Installing a FreeBSD virtual machine¶
Introduction¶
These are my notes about the installation of a FreeBSD 12.1 virtual machine on my Debian GNU/Linux stable system (“AMD64” architecture).
The process is very similar to the installation of a Debian GNU/Linux virtual machine and this page does not repeat all the details and mentions only the specific actions.
If you’re looking for information about the post-install configuration and usage of the FreeBSD system, the “My first steps with FreeBSD” page may be more interesting.

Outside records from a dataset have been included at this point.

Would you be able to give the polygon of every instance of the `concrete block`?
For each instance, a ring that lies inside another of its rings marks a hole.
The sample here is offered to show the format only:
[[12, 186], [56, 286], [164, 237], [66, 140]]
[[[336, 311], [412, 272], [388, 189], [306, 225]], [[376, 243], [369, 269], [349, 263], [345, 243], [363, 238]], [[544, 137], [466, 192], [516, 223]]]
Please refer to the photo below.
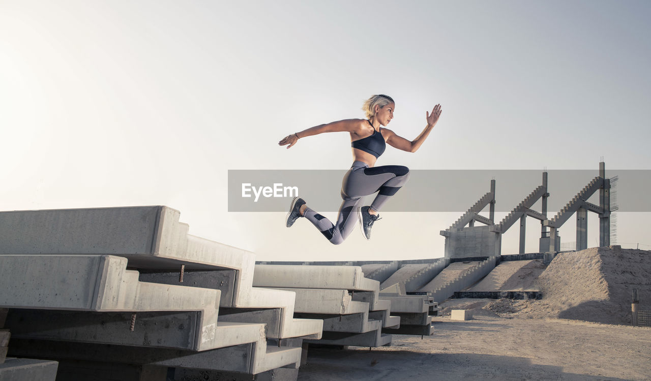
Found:
[[163, 381], [167, 371], [167, 367], [62, 360], [59, 363], [57, 381]]
[[472, 320], [473, 311], [469, 309], [452, 309], [451, 320]]
[[[236, 324], [236, 323], [224, 323]], [[261, 324], [260, 324], [261, 325]], [[12, 356], [39, 356], [55, 360], [85, 360], [154, 366], [227, 371], [254, 374], [275, 368], [297, 367], [301, 347], [268, 347], [256, 343], [196, 352], [180, 349], [97, 345], [86, 343], [12, 339]]]
[[198, 371], [176, 368], [174, 381], [296, 381], [298, 378], [298, 369], [278, 368], [262, 372], [251, 376], [250, 374], [234, 372], [218, 372], [215, 371]]
[[321, 340], [306, 340], [310, 344], [324, 345], [352, 345], [354, 347], [382, 347], [391, 345], [390, 334], [382, 334], [381, 330], [364, 334], [324, 332]]
[[54, 381], [58, 366], [55, 361], [8, 358], [0, 364], [0, 381]]
[[9, 345], [10, 337], [11, 337], [11, 333], [9, 332], [9, 330], [0, 330], [0, 347]]
[[[232, 285], [223, 285], [229, 295], [222, 300], [220, 294], [220, 304], [286, 307], [284, 295], [252, 289], [253, 253], [188, 234], [189, 226], [179, 222], [180, 215], [165, 206], [1, 212], [0, 254], [115, 254], [143, 273], [174, 273], [182, 265], [188, 273], [231, 270], [237, 276]], [[200, 275], [189, 276], [193, 283]], [[173, 284], [169, 279], [148, 280]], [[319, 322], [294, 322], [293, 310], [286, 312], [281, 328], [284, 337], [320, 332]]]
[[427, 297], [422, 295], [404, 295], [401, 296], [385, 296], [381, 294], [381, 300], [391, 302], [391, 313], [396, 312], [426, 312], [430, 308]]
[[353, 301], [346, 290], [318, 289], [275, 289], [292, 291], [296, 294], [294, 312], [346, 315], [368, 312], [370, 304]]
[[140, 272], [139, 280], [150, 283], [184, 285], [219, 290], [219, 306], [231, 307], [233, 306], [235, 280], [237, 272], [235, 270], [212, 270], [184, 271], [183, 282], [179, 281], [180, 272]]
[[380, 289], [380, 282], [364, 278], [364, 272], [359, 266], [256, 265], [253, 285], [349, 291]]
[[[265, 324], [217, 321], [208, 331], [201, 311], [87, 312], [12, 309], [7, 324], [14, 338], [62, 340], [197, 350], [197, 338], [217, 347], [264, 340]], [[201, 345], [199, 346], [201, 347]]]
[[383, 288], [381, 285], [380, 285], [380, 291], [381, 295], [406, 295], [407, 290], [405, 289], [405, 285], [402, 283], [396, 283], [393, 284], [389, 287]]
[[381, 321], [369, 320], [368, 313], [342, 315], [324, 319], [324, 331], [364, 333], [381, 328]]
[[[0, 306], [95, 311], [201, 311], [195, 349], [234, 345], [215, 334], [219, 290], [138, 281], [127, 259], [97, 255], [1, 255]], [[5, 270], [5, 269], [8, 270]], [[20, 284], [20, 287], [12, 285]], [[224, 337], [221, 337], [224, 338]], [[228, 337], [226, 337], [228, 338]]]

Getting and verifying the FreeBSD installer ISO image¶
Here are the commands I use to download the installer image and the other files needed for the verification:
mkdir -p ~/vm/installer_iso/freebsd_12.1
cd ~/vm/installer_iso/freebsd_12.1
wget https://download.freebsd.org/ftp/releases/amd64/amd64/ISO-IMAGES/12.1/FreeBSD-12.1-RELEASE-amd64-bootonly.iso
wget https://download.freebsd.org/ftp/releases/amd64/amd64/ISO-IMAGES/12.1/CHECKSUM.SHA512-FreeBSD-12.1-RELEASE-amd64
Then I do the verification with:
sha512sum -c --ignore-missing CHECKSUM.SHA512-FreeBSD-12.1-RELEASE-amd64
Creating the FreeBSD virtual machine¶
Start the installation¶
It consists in running a virt-install
command, very much like for the
Debian unstable virtual machine creation.
Don’t forget to start the default virtual network and to run the needed commands so that applications running as root can connect to the X server.
Use osinfo-query os
to find the most appropriate value for the
--os-variant
option (the closest value to the OS you’re installing).
Here is the exact virt-install
command I use:
virt-install --name freebsd_12.1 \
--memory 1024 \
--vcpus=1 \
--cdrom FreeBSD-12.1-RELEASE-amd64-bootonly.iso \
--disk pool=default,size=10 \
--os-variant freebsd11.2 \
--graphics spice \
--channel spicevmc & # As root.
During the installation, I installed the components selected by default plus the ports tree.
FreeBSD base installation¶
Not much to say here. I haven’t had any major difficulty doing the base installation.